Monitoring & Observability
1. Overview¶
ATTEST provides comprehensive monitoring and observability features through metrics, logging, and distributed tracing to ensure pipeline health and performance.
2. Metrics¶
2.1 Prometheus Integration¶
# Enable Prometheus metrics
monitoring:
prometheus:
enabled: true
endpoint: ":9090"
path: "/metrics"
namespace: "attest"
2.2 Core Metrics¶
# Pipeline metrics
attest_pipeline_executions_total{status="success|failure"}
attest_pipeline_duration_seconds{pipeline="name"}
attest_step_duration_seconds{step="name",status="success|failure"}
# Cache metrics
attest_cache_hits_total{backend="local|s3|redis"}
attest_cache_misses_total{backend="local|s3|redis"}
attest_cache_size_bytes{backend="local|s3|redis"}
# Verification metrics
attest_verifications_total{type="signature|receipt|policy"}
attest_verification_failures_total{reason="invalid_signature|expired|policy_violation"}
attest_verification_duration_seconds{type="signature|receipt|policy"}
3. Logging¶
3.1 Structured Logging¶
{
"timestamp": "2024-12-01T14:30:52Z",
"level": "INFO",
"target": "attest::pipeline",
"message": "Pipeline execution completed",
"fields": {
"pipeline": "build-test-deploy",
"duration_ms": 45230,
"steps_total": 5,
"steps_success": 5,
"cache_hit_rate": 0.8
}
}
3.2 Log Levels¶
# Configure log levels
export ATTEST_LOG_LEVEL=debug
attest run --log-level info
attest config set log_level warn
4. Distributed Tracing¶
4.1 OpenTelemetry Integration¶
# Enable distributed tracing
tracing:
enabled: true
service_name: "attest-pipeline"
exporter:
type: "jaeger"
endpoint: "http://jaeger:14268/api/traces"
# Trace sampling
sampling:
rate: 0.1 # Sample 10% of traces
always_sample_errors: true
4.2 Trace Context¶
# Pipeline execution with tracing
TRACEPARENT=00-4bf92f3577b34da6a3ce929d0e0e4736-00f067aa0ba902b7-01 \
attest run --trace
5. Dashboards¶
5.1 Grafana Dashboard¶
{
"dashboard": {
"title": "ATTEST Pipeline Monitoring",
"panels": [
{
"title": "Pipeline Success Rate",
"type": "stat",
"targets": [
{
"expr": "rate(attest_pipeline_executions_total{status=\"success\"}[5m]) / rate(attest_pipeline_executions_total[5m])"
}
]
},
{
"title": "Cache Hit Rate",
"type": "stat",
"targets": [
{
"expr": "rate(attest_cache_hits_total[5m]) / (rate(attest_cache_hits_total[5m]) + rate(attest_cache_misses_total[5m]))"
}
]
}
]
}
}
6. Alerting¶
6.1 Prometheus Alerts¶
groups:
- name: attest-pipeline
rules:
- alert: PipelineFailureRate
expr: rate(attest_pipeline_executions_total{status="failure"}[5m]) > 0.1
for: 2m
annotations:
summary: "High pipeline failure rate detected"

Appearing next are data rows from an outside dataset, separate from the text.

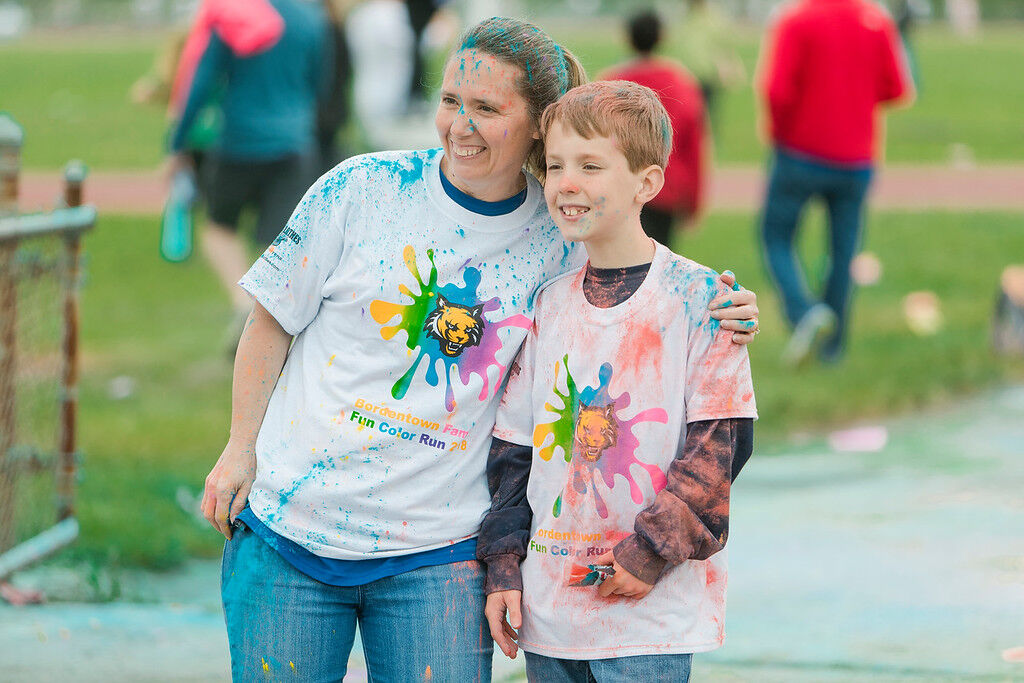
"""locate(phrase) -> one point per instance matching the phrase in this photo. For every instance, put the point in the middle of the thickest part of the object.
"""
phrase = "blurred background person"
(382, 44)
(246, 27)
(907, 13)
(825, 68)
(421, 13)
(264, 156)
(710, 51)
(334, 109)
(680, 201)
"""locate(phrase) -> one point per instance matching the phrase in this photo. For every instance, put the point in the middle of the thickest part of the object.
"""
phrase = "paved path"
(732, 187)
(905, 564)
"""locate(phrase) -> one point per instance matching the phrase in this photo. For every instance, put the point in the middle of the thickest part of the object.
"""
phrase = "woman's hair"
(548, 69)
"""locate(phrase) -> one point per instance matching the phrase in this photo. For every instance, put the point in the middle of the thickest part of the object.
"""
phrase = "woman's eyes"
(449, 100)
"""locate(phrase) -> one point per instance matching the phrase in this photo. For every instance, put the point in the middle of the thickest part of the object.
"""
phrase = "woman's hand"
(227, 485)
(737, 309)
(501, 630)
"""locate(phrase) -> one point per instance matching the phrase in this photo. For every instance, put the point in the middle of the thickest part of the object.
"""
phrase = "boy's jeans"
(794, 180)
(282, 624)
(640, 669)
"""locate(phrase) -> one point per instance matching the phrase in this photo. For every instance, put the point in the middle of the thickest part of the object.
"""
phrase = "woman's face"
(484, 126)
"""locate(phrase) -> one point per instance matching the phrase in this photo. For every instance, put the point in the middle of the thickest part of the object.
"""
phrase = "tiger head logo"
(596, 430)
(455, 327)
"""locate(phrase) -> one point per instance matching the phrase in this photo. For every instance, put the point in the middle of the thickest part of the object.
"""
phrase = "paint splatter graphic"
(462, 346)
(594, 439)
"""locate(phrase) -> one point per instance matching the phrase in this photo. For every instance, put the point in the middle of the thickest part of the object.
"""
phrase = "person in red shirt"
(682, 197)
(825, 68)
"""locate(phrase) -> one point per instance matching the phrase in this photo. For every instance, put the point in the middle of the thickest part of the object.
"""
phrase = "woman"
(407, 281)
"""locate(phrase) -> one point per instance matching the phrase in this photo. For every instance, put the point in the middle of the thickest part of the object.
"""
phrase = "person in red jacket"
(682, 197)
(825, 68)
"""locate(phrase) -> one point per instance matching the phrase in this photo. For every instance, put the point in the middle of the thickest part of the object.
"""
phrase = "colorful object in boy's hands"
(591, 574)
(176, 224)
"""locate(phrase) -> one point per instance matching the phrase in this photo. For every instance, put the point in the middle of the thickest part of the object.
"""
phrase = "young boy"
(629, 412)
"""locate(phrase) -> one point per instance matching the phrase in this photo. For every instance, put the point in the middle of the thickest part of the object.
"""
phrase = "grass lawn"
(71, 92)
(162, 325)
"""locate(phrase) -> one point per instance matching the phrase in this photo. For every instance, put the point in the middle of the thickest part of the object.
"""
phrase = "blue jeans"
(425, 624)
(793, 182)
(643, 669)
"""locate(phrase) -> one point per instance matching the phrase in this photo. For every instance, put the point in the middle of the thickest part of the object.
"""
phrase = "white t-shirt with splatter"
(407, 309)
(603, 396)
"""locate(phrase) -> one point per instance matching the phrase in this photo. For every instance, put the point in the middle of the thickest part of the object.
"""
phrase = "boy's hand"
(737, 309)
(503, 632)
(623, 583)
(227, 486)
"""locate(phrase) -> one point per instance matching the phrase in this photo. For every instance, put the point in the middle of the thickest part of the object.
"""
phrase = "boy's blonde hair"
(629, 113)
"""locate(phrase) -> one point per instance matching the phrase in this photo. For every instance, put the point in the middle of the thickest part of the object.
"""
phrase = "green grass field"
(162, 325)
(71, 92)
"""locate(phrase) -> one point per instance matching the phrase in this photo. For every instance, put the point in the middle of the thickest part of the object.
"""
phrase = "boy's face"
(590, 189)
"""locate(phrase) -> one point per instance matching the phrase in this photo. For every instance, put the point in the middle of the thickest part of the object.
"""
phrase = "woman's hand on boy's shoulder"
(737, 309)
(622, 583)
(504, 613)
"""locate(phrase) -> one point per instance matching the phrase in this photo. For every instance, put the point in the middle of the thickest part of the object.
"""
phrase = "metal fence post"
(11, 137)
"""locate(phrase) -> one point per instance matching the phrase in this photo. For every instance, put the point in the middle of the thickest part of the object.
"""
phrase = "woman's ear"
(651, 181)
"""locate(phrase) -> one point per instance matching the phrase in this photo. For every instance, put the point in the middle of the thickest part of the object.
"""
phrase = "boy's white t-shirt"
(603, 396)
(407, 309)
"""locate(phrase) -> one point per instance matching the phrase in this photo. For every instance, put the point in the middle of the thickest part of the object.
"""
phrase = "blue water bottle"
(176, 224)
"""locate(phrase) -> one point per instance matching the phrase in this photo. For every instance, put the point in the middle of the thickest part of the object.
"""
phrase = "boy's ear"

- alert: CachePerformanceDegraded
expr: rate(attest_cache_hits_total[5m]) / (rate(attest_cache_hits_total[5m]) + rate(attest_cache_misses_total[5m])) < 0.5
for: 5m
annotations:
summary: "Cache hit rate below threshold"
7. Health Checks¶
7.1 Endpoint Configuration¶
# Health check endpoints
health:
enabled: true
endpoints:
liveness: "/health/live"
readiness: "/health/ready"
metrics: "/metrics"
7.2 Custom Health Checks¶
// Custom health check
impl HealthCheck for CacheHealthCheck {
async fn check(&self) -> HealthStatus {
match self.cache.ping().await {
Ok(_) => HealthStatus::Healthy,
Err(e) => HealthStatus::Unhealthy(format!("Cache unavailable: {}", e))
}
}
}
8. Performance Monitoring¶
8.1 Profiling¶
# CPU profiling
attest run --profile cpu --profile-output cpu.prof
# Memory profiling
attest run --profile memory --profile-output memory.prof
# Analyze profiles
attest analyze cpu.prof --format html --output cpu-analysis.html
8.2 Benchmarking¶
# Benchmark pipeline performance
attest benchmark pipeline --iterations 10 --output benchmark.json
# Compare performance across versions
attest benchmark compare \
--baseline v0.1.0 \
--current v0.2.0 \
--format table
This monitoring system provides comprehensive visibility into ATTEST pipeline operations and performance.